L'Arabie Saoudite : l'ambition d'un match nul qui encourage
L'Arabie Saoudite, elle, sort d'une première journée plutôt encourageante. Tenir l'Uruguay — 16e au classement FIFA — en échec sur un score de 1-1, c'est déjà un résultat honorable pour une sélection classée 61e mondiale. Le sélectionneur grec Giorgios Donis a visiblement mis en place une organisation solide, et ses joueurs ont montré du caractère pour arracher ce point face aux Sud-Américains.
La préparation saoudienne avait été plus mitigée — trois défaites lors des derniers matchs amicaux, dont une lourde 0-4 contre l'Égypte — mais le tournoi semble avoir eu un effet galvanisant sur ce groupe.
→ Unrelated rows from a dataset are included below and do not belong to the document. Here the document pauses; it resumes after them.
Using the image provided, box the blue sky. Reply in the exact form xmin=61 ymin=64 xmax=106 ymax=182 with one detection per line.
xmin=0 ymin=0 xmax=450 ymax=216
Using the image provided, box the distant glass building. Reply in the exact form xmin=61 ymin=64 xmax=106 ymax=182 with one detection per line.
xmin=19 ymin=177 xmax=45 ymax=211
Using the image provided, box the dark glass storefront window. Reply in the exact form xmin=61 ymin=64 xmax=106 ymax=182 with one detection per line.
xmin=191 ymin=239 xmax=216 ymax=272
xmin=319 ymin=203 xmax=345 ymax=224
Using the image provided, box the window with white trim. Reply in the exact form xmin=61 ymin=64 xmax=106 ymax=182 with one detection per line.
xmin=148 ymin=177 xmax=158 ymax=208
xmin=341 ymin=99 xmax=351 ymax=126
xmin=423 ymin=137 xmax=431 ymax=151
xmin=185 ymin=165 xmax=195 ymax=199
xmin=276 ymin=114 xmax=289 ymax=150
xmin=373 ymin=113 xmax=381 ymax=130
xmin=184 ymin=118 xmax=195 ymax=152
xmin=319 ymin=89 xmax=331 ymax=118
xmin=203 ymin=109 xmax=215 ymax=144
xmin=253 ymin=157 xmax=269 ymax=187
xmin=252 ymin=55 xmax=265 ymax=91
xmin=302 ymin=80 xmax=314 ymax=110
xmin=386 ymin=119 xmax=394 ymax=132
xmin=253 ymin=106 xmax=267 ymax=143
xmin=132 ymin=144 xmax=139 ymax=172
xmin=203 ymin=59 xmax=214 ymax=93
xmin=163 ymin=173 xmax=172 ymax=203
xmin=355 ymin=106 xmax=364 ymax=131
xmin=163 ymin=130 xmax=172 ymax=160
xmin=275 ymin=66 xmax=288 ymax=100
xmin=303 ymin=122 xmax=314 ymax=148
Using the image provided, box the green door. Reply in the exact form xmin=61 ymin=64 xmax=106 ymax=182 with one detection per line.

Face à l'Espagne, les Saoudiens n'auront rien à perdre et tout à gagner. Leur jeu en contre-attaque rapide, incarné par des attaquants jeunes et véloces comme Marwan Alsahafi, 22 ans (Antwerp), et Ahmed Al-Ghamdi, 24 ans (Al-Ittihad), pourra mettre en danger une défense espagnole qui n'a certes pas encaissé de but, mais qui a aussi peu convaincu dans la relance.
Les joueurs à suivre
- Ayoze Gutiérrez (Espagne, 32 ans) : l'attaquant espagnol doit enfin se montrer décisif après un premier match stérile offensivement.
- Nicholas Arthuer (Espagne, 23 ans) : le jeune milieu est attendu pour apporter de la vitesse et de l'inspiration dans le jeu de la Roja.
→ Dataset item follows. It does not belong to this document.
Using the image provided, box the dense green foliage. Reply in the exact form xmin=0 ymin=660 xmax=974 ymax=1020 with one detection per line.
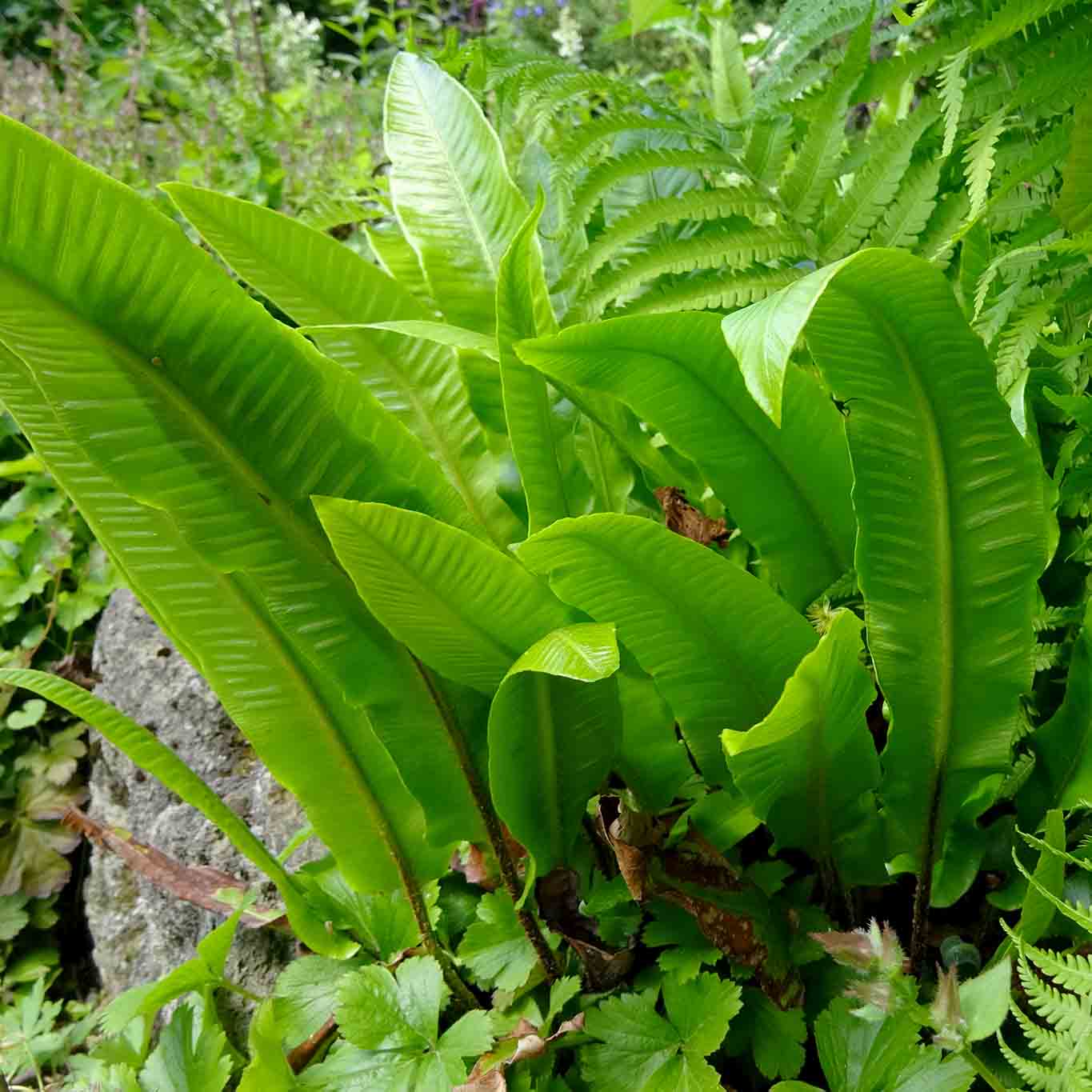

- Marwan Alsahafi (Arabie Saoudite, 22 ans) : l'ailier d'Antwerp est le profil capable de déstabiliser la défense espagnole en transition.
- Ahmed Al-Ghamdi (Arabie Saoudite, 24 ans) : buteur potentiel et véritable danger dans les espaces, l'attaquant d'Al-Ittihad sera à surveiller de près.
Ce que ce match change au classement
Avec quatre équipes à égalité parfaite après un match, la deuxième journée sera décisive pour dessiner les contours du groupe. Une victoire espagnole propulserait la Roja en tête et lui offrirait une position confortable avant la troisième journée face à l'Uruguay. Un nul laisserait tout le monde dans un brouillard total. Et une victoire saoudienne — aussi improbable que séduisante sur le papier — enverrait un signal fort à tout le tournoi, et placerait l'Espagne dans une situation délicate, à dos du mur pour éviter l'élimination au dernier match.